"Deux préfets en activité" se seraient réjouis de l'agression mortelle d'Yvan Colonna, selon la commission d'enquête

"Deux préfets en activité" se seraient réjouis, sur "une boucle WhatsApp" privée, de l'agression mortelle d'Yvan Colonna à la prison d'Arles (Bouches-du-Rhône) l'an dernier, selon des échanges rendus publics mardi, sous couvert d'anonymat, dans le rapport de la commission d'enquête parlementaire.

AFP Publié le 30/05/2023 à 20:15, mis à jour le 30/05/2023 à 19:57
Yvan Colonna, dans la cour de la prison de Arles. Photo Capture d'écran BFMTV

Président de cette commission sur l'agression d'Yvan Colonna, le député nationaliste corse Jean-Félix Acquaviva a communiqué, dans les annexes du rapport, ce qu'il présente comme des échanges "entre préfets en activité", qui auraient eu lieu "entre le 10 mars et le 11 mars 2022", "au moment de la décision de levée du statut de détenus particulièrement signalés (DPS) d'Alain Ferrandi et Pierre Alessandri, à la suite de l'agression mortelle d'Yvan Colonna du 2 mars 2022".

Cette décision était intervenue le 11 mars, après que le statut DPS d'Yvan Colonna, qui purgeait une peine de perpétuité pour l'assassinat du Préfet Erignac, avait lui été levé le 8 mars par le Premier ministre d'alors, Jean Castex, pour permettre des visites de ses proches à l'hôpital.

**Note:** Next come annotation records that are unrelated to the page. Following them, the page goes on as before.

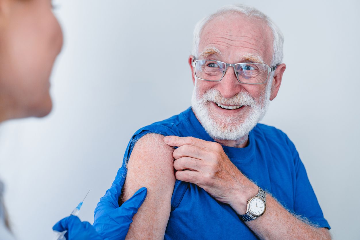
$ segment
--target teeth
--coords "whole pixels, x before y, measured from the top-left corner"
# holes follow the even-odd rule
[[[237,109],[238,108],[240,108],[240,107],[241,107],[240,105],[237,105],[236,106],[225,106],[225,105],[223,105],[220,104],[220,103],[215,103],[215,104],[217,105],[221,108],[224,108],[225,109]]]

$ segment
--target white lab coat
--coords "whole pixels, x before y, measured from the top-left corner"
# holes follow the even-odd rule
[[[3,202],[4,190],[4,184],[0,181],[0,240],[14,240],[14,235],[5,225],[5,212]]]

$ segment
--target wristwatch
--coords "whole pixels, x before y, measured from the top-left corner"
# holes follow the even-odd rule
[[[265,212],[266,203],[266,193],[259,187],[257,195],[247,200],[246,213],[239,216],[244,222],[255,220]]]

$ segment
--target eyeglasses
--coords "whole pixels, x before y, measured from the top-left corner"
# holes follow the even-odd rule
[[[228,68],[232,67],[239,82],[247,84],[261,84],[267,80],[270,73],[276,69],[266,64],[253,63],[226,63],[211,60],[193,59],[192,65],[196,77],[206,81],[219,81],[225,75]]]

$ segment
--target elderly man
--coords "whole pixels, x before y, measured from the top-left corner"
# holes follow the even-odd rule
[[[125,154],[120,201],[148,190],[128,237],[330,238],[293,144],[258,124],[286,68],[280,30],[234,5],[194,32],[192,107],[140,129]]]

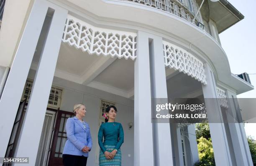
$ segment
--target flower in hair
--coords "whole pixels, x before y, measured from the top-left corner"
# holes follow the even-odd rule
[[[108,116],[107,116],[107,114],[106,113],[104,113],[104,114],[102,116],[105,119],[108,119]]]

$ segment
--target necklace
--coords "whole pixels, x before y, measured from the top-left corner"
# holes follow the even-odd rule
[[[85,123],[85,122],[83,120],[82,121],[80,121],[80,122],[83,124],[83,125],[84,126],[84,129],[86,129],[86,124]]]

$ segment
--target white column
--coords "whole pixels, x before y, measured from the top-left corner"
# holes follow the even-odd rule
[[[12,64],[0,100],[0,156],[5,156],[47,8],[36,0]],[[5,113],[7,113],[6,114]],[[3,115],[6,115],[3,116]]]
[[[149,55],[152,98],[162,98],[161,101],[164,104],[168,101],[163,41],[159,36],[149,34],[149,37],[151,40]],[[166,112],[169,113],[168,110]],[[172,166],[170,124],[169,123],[154,123],[153,126],[155,164]]]
[[[134,166],[154,165],[148,38],[139,31],[134,63]]]
[[[213,72],[208,64],[205,63],[205,65],[207,85],[202,85],[202,88],[208,119],[210,122],[216,120],[222,121]],[[224,123],[209,123],[209,125],[216,165],[233,166]]]
[[[194,164],[199,160],[197,142],[197,136],[196,136],[194,124],[188,126],[187,132],[188,133],[188,137],[189,141],[189,145],[190,145],[190,150],[191,151],[189,153],[191,153],[193,160],[192,162]],[[189,156],[187,156],[187,157],[188,158]]]
[[[29,157],[29,165],[35,165],[36,163],[50,91],[67,15],[67,10],[50,4],[51,4],[48,5],[54,10],[54,12],[36,74],[15,155],[17,157]]]
[[[228,122],[230,122],[228,123],[228,127],[237,165],[252,166],[253,163],[248,142],[245,132],[244,132],[244,127],[243,124],[232,122],[232,119],[230,120],[233,117],[241,116],[238,115],[240,114],[240,110],[238,110],[235,106],[236,95],[229,91],[226,91],[226,95],[229,107],[229,114],[227,115],[227,116]]]

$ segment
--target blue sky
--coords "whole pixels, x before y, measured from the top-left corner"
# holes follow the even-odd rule
[[[229,0],[244,16],[244,18],[220,34],[220,42],[228,58],[231,72],[256,73],[256,0]],[[250,75],[256,88],[256,74]],[[255,98],[256,90],[238,96],[238,98]],[[256,123],[246,123],[247,136],[256,138]]]

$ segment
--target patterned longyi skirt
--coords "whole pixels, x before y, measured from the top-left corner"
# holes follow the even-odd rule
[[[107,151],[111,152],[114,149],[115,146],[114,145],[104,145]],[[115,157],[112,159],[108,159],[105,157],[105,155],[102,151],[100,151],[100,157],[99,158],[100,166],[120,166],[122,154],[120,149],[118,149],[115,154]]]

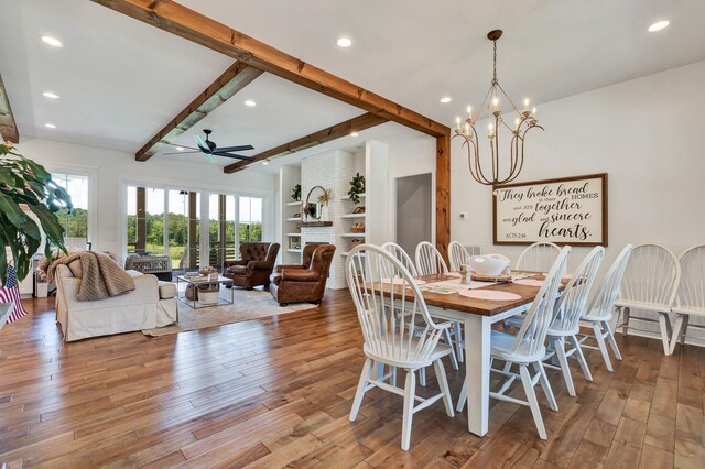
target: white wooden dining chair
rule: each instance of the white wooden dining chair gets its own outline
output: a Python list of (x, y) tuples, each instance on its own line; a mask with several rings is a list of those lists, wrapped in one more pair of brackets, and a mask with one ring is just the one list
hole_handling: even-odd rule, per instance
[[(403, 396), (401, 448), (408, 450), (414, 413), (443, 400), (446, 414), (449, 417), (455, 415), (448, 382), (441, 362), (443, 357), (451, 353), (451, 347), (440, 343), (444, 330), (451, 327), (451, 323), (433, 321), (419, 285), (409, 270), (380, 247), (356, 247), (347, 257), (345, 270), (362, 329), (362, 350), (367, 357), (349, 419), (355, 422), (365, 393), (375, 386)], [(377, 288), (372, 285), (377, 285)], [(394, 310), (408, 314), (395, 315)], [(416, 328), (419, 321), (423, 325), (421, 334)], [(387, 382), (391, 379), (391, 373), (375, 377), (375, 362), (404, 369), (404, 388), (400, 389)], [(431, 364), (435, 369), (441, 392), (432, 397), (420, 397), (415, 393), (415, 372)]]
[(419, 276), (419, 271), (414, 265), (414, 261), (411, 259), (411, 255), (409, 255), (406, 251), (404, 251), (404, 248), (392, 241), (386, 242), (381, 246), (381, 248), (392, 254), (399, 262), (401, 262), (401, 264), (406, 268), (411, 275)]
[[(381, 248), (386, 251), (388, 251), (390, 254), (392, 254), (399, 262), (401, 262), (401, 264), (406, 268), (406, 270), (411, 273), (412, 276), (419, 276), (419, 272), (416, 271), (416, 266), (414, 265), (413, 261), (411, 260), (411, 257), (406, 253), (406, 251), (404, 251), (404, 249), (397, 244), (395, 242), (392, 241), (388, 241), (384, 244), (381, 246)], [(451, 347), (453, 347), (453, 338), (451, 337), (451, 330), (446, 330), (444, 332), (444, 337), (443, 340), (445, 340), (445, 342), (447, 345), (449, 345)], [(453, 366), (454, 370), (458, 370), (458, 359), (456, 357), (455, 353), (455, 349), (453, 349), (453, 353), (451, 353), (451, 364)], [(393, 382), (397, 382), (397, 375), (395, 375), (397, 370), (394, 370), (394, 379)], [(426, 385), (426, 373), (425, 371), (423, 371), (421, 373), (421, 385), (425, 386)]]
[[(543, 359), (546, 356), (546, 334), (553, 321), (558, 285), (561, 284), (561, 277), (565, 273), (570, 253), (571, 247), (566, 246), (561, 250), (561, 253), (549, 270), (545, 281), (539, 288), (539, 293), (527, 313), (527, 319), (521, 325), (517, 335), (512, 336), (511, 334), (499, 330), (492, 330), (490, 335), (490, 358), (492, 361), (499, 359), (510, 364), (516, 364), (519, 367), (519, 374), (509, 370), (492, 368), (491, 372), (505, 377), (506, 380), (499, 391), (490, 392), (489, 396), (514, 404), (528, 405), (531, 408), (536, 430), (542, 439), (547, 439), (547, 436), (534, 386), (536, 383), (541, 383), (541, 388), (549, 401), (549, 406), (552, 411), (557, 412), (558, 405), (551, 390), (551, 384), (549, 383), (545, 368), (543, 367)], [(533, 368), (533, 375), (529, 370), (530, 366)], [(521, 401), (506, 394), (517, 378), (521, 380), (527, 401)], [(466, 401), (467, 383), (464, 383), (458, 400), (458, 412), (463, 410)]]
[[(448, 264), (445, 263), (443, 255), (435, 246), (429, 241), (421, 241), (416, 246), (416, 271), (420, 275), (433, 275), (448, 273)], [(460, 321), (453, 323), (451, 330), (453, 345), (455, 347), (455, 356), (457, 361), (463, 362), (465, 359), (465, 343), (463, 342), (463, 328)]]
[(519, 255), (518, 271), (549, 272), (561, 253), (561, 248), (552, 242), (534, 242)]
[[(571, 280), (565, 285), (561, 297), (556, 302), (553, 323), (549, 327), (549, 343), (552, 350), (546, 355), (545, 360), (550, 360), (554, 356), (557, 357), (563, 379), (567, 388), (568, 394), (575, 396), (575, 385), (568, 366), (568, 358), (577, 359), (583, 374), (587, 381), (593, 381), (593, 374), (587, 366), (581, 342), (577, 338), (581, 332), (581, 318), (587, 309), (587, 301), (589, 298), (593, 283), (597, 277), (597, 271), (605, 257), (605, 248), (595, 247), (587, 253), (583, 262), (575, 270)], [(570, 343), (567, 343), (570, 341)], [(566, 350), (566, 346), (568, 346)], [(552, 367), (552, 366), (549, 366)]]
[(671, 336), (670, 352), (675, 345), (685, 343), (687, 328), (705, 329), (703, 324), (691, 323), (691, 316), (705, 318), (705, 244), (685, 250), (679, 258), (681, 283), (671, 312), (676, 314)]
[[(621, 360), (621, 353), (619, 352), (619, 347), (617, 347), (610, 321), (612, 320), (615, 299), (617, 298), (617, 293), (622, 282), (625, 271), (627, 270), (632, 249), (632, 244), (627, 244), (617, 259), (615, 259), (615, 262), (612, 262), (605, 275), (605, 280), (588, 303), (585, 309), (586, 313), (581, 318), (581, 320), (588, 323), (593, 327), (593, 334), (582, 335), (581, 346), (583, 348), (599, 350), (603, 355), (605, 366), (609, 371), (612, 371), (612, 362), (609, 359), (607, 343), (611, 347), (615, 358)], [(595, 339), (597, 347), (585, 343), (585, 340), (588, 338)]]
[[(663, 353), (671, 355), (672, 330), (669, 313), (675, 299), (680, 280), (681, 263), (673, 251), (660, 244), (636, 246), (615, 302), (620, 315), (623, 313), (622, 323), (616, 327), (621, 327), (623, 335), (629, 329), (650, 332), (651, 330), (632, 326), (631, 320), (658, 323)], [(658, 318), (632, 316), (631, 309), (655, 313)]]
[(470, 263), (470, 253), (459, 242), (451, 241), (448, 244), (448, 261), (451, 270), (457, 272), (460, 270), (460, 265)]

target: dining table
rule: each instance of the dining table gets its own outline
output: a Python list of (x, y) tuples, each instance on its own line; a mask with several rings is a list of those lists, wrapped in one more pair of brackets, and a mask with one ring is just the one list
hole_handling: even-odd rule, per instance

Alain Ferrandi et Pierre Alessandri étaient deux autre membres du "commando Erignac", auteur de l'assassinat du préfet Claude Erignac en 1998 à Ajaccio.

Dans ces échanges, dont les noms des auteurs ont été remplacés par les lettres X et Y, pour garantir "le respect absolu des sources", précise M. Acquaviva, l'un des auteurs indique que "Fernandel tue Erignac une deuxième fois", en référence à la décision de M. Castex de lever le statut DPS d'Yvan Colonna.

Son interlocuteur lui répond que "M. devrait démissionner", semblant faire référence à Emmanuel Macron dont il qualifie le mandat de présidence "de la honte et du déshonneur".

X renchérit en assurant que "l’autre détenu", c'est-à-dire Franck Elong Abe, "n’a fait que ce que l'Etat aurait dû faire à l’époque", appelant également à "un référendum national sur l'indépendance de la Corse", comme cela a été "fait pour l'Algérie".

"Oui cet échange a bien eu lieu"

Y appelle lui à la démission de M. Castex, estimant qu'il a "trahi l'Etat", ou à défaut à la démission d'Emmanuel Macron.

"C’était pas la peine de nous obliger à faire des salles Erignac partout si c’est pour pisser sur sa mémoire aujourd’hui", réagit X.

M. Acquaviva avait déjà évoqué l'existence de ces messages lors de l'audition de Jean Castex par la commission d'enquête parlementaire, le 8 mars dernier.

"Oui cet échange a bien eu lieu", a-t-il maintenu lors d'une conférence de presse commune avec le rapporteur du rapport Laurent Marcangeli, expliquant qu'il avait choisi d'annexer les messages au rapport pour "contribuer à solder cette histoire".

Dans une lettre datée du 14 avril et publiée par Corse-Matin, le ministre de l'Intérieur Gérald Darmanin, dont dépendent les préfets, avait demandé à Jean-Félix Acquaviva "les preuves correspondant" à ces messages afin "d'en tirer toutes les conséquences", estimant qu'il s'agissait d'une "accusation particulièrement grave".

Agressé le 2 mars 2022 dans la prison d'Arles, Yvan Colonna était décédé le 21 mars.